Orr begins with a plethora of rather down-to-‘earth’ statistics, letting us know that everyday we lose: 116 square miles of rainforest (an acre a second), 72 miles of land to desert every day, 40-250 species (whether it’s 40 or 250 no one knows). The human population will increase by 250 000, and we’ll add 2700 tons of chlorofluorocarbons and 15 million tons of carbon dioxide to the atmosphere. He notes that in the year 2000, “perhaps as much as 20% of the life forms extant on the planet in the year 1900 will be extinct.” Orr lets us know that the loss of land is due to human mismanagement and overpopulation.
The effects of all this are much more important than the statistics:
The truth is that many things on which our future health and prosperity depend on are in dire jeopardy: climate stability, the resilience and productivity of natural systems, the beauty of the natural world, and biological diversity.
I wonder if these things are truly what our future health and prosperity depend on.

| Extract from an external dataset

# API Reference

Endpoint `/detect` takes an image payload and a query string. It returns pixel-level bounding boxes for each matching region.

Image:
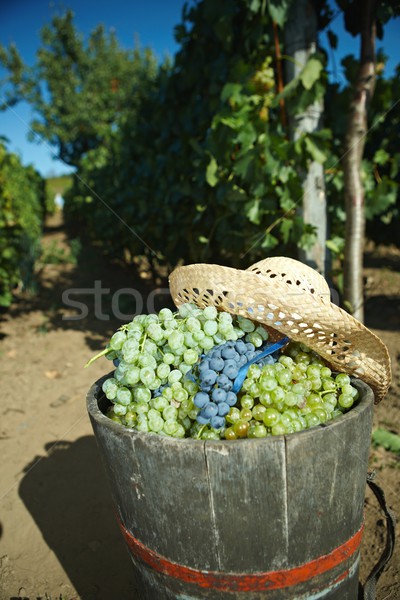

Orr changes gears. He describes that this – our overpopulation and mismanagement – is not the work of ignorant people, but by very educated people. He compares this to what Elie Wiesel points out: that the designers and perpetrators of Auschwitz, Dachau, and Buchenwald – the Holocaust – were the heirs of Kant and Goethe, widely thought to be the best educated people on earth. But their education did not serve as an adequate barrier to barbarity. “What was wrong with their education?” Asks Orr. He uses Wiesel’s words:
It emphasized theories instead of values, concepts rather than human beings, abstraction rather than consciousness, answers instead of questions, ideology and efficiency rather than conscience.